The official repository for TTC vehicle locations and predictions is NextBus.  This system, whose software shop is based in west downtown Toronto, provides the arrival predictions available by SMS message (using stop identifiers texted to a standard TTC number) and by web.

The TTC does not advertise the availability of vehicle predictions via web, and this is a really big shame because it is a very useful service that is not a big consumer of mobile bandwidth.

To access this function, you must visit nextbus.com and navigate through the list of locations down to the TTC.  If your browser supports cookies, NextBus will remember where you have been and will go directly to your recent query on your next visit.  Otherwise, bookmark the displays you will use commonly, and use any of them as a jumping off point for your next visit.

For example, I often transfer from the 501 to the 504 eastbound at Queen and Broadview.  Once I drilled down to the display for this service, I bookmarked it and can now quickly obtain next vehicle info.  The display refreshes, a nice touch for those cold winter nights when the King car is somewhere out of sight beyond the Don Bridge.

You can get from whatever display you are on to another direction, route and stop with a few clicks.

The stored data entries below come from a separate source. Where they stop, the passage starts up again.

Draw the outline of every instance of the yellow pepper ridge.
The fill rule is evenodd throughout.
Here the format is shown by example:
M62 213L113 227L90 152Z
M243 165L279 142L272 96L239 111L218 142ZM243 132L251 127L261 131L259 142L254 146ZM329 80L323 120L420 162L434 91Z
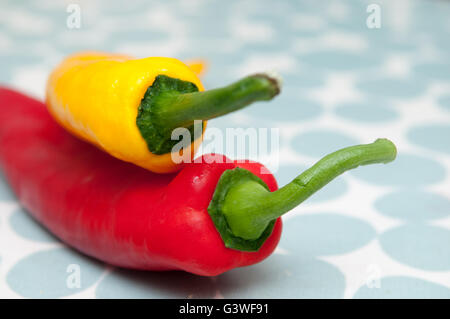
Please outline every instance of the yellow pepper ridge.
M67 57L50 74L46 103L69 132L123 161L156 173L176 171L170 133L192 128L195 120L215 118L279 93L279 82L265 74L204 91L196 72L174 58L133 59L126 55L81 52ZM191 141L191 158L202 137Z
M179 167L171 154L152 154L136 126L141 99L160 74L204 90L197 75L173 58L83 52L69 56L51 73L47 107L64 128L111 155L156 173L173 172ZM192 156L200 142L192 143Z

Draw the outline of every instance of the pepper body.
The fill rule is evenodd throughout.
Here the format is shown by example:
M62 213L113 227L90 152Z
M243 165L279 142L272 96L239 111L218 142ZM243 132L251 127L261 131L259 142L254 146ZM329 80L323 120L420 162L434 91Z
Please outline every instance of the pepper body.
M226 248L207 211L220 176L237 166L275 191L261 164L221 156L223 163L211 163L219 155L205 155L177 174L155 174L74 138L39 101L0 88L0 107L0 164L18 200L89 256L126 268L214 276L260 262L279 242L280 218L257 252Z
M140 102L158 75L204 89L194 70L173 58L83 52L53 70L46 104L65 129L112 156L153 172L173 172L180 167L171 153L153 154L136 126ZM191 157L200 142L201 138L193 141Z

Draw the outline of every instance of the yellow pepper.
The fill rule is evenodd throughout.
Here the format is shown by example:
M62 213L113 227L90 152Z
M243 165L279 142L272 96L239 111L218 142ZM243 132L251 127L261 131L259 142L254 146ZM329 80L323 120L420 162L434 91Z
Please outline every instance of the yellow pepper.
M50 74L46 103L72 134L121 160L157 173L173 172L170 133L269 100L279 92L267 75L246 77L227 87L204 91L196 72L165 57L133 59L82 52L67 57ZM204 91L204 92L202 92ZM191 158L202 137L191 140Z

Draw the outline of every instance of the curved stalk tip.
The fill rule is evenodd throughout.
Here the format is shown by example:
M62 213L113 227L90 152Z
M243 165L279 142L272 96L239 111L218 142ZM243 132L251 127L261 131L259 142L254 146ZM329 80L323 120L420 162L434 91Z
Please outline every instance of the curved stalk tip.
M230 187L222 203L222 213L235 236L259 238L269 223L298 206L342 173L360 165L388 163L397 149L388 139L347 147L331 153L275 192L251 180Z

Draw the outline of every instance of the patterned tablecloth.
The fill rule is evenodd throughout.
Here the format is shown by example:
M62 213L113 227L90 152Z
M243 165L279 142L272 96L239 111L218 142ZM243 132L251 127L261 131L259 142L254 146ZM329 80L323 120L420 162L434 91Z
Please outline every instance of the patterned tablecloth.
M3 0L0 7L0 81L38 98L51 68L83 49L205 57L207 88L277 70L280 97L210 127L279 128L270 157L279 165L256 159L280 185L343 146L388 137L399 150L394 163L347 173L289 213L279 248L264 262L214 278L89 259L28 217L1 178L0 297L450 297L449 2ZM68 23L77 9L80 28ZM79 267L80 287L68 284L70 265Z

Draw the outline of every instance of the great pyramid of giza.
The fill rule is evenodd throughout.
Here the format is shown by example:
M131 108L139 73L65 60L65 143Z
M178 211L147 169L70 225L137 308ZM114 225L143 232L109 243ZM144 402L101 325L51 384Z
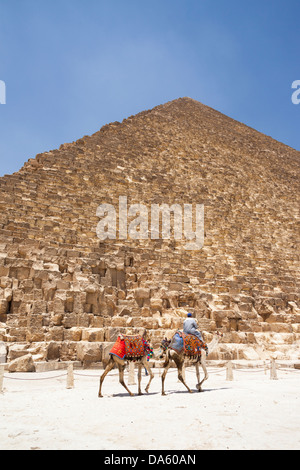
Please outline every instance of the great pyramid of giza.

This site can also be used creatively to get a feel for the degree of bunching or location of gaps by jumping around a route and seeing what predictions look like at various locations.

Full route displays are available, but links to them are not provided.  Here is a link to the King car’s map.  A menu allows you to select multiple routes for display, handy for situations where service is provided by more than one route on the same street.

These two services — predictions and the maps — are not advertised by nor linked to by the TTC, but are easily the best part of the NextBus site.

While you’re there, you can watch the transit service in San Francisco, among other places.

Updated Nov 30, 2010:

A simplified interface to NextBus is available at their Webkit page.  There is also a barebones mobile interface.  The webkit page is better.

Toronto’s Open Data Initiative

The TTC’s Next Vehicle Arrival System data are available online from NextBus.  The data feeds include:

  • A list of supported transit agencies
  • A list of routes within an agency
  • A list of stops within a route
  • Predictions for service at one or more stops
  • A list of changes in vehicle locations

These interfaces are intended for application developers.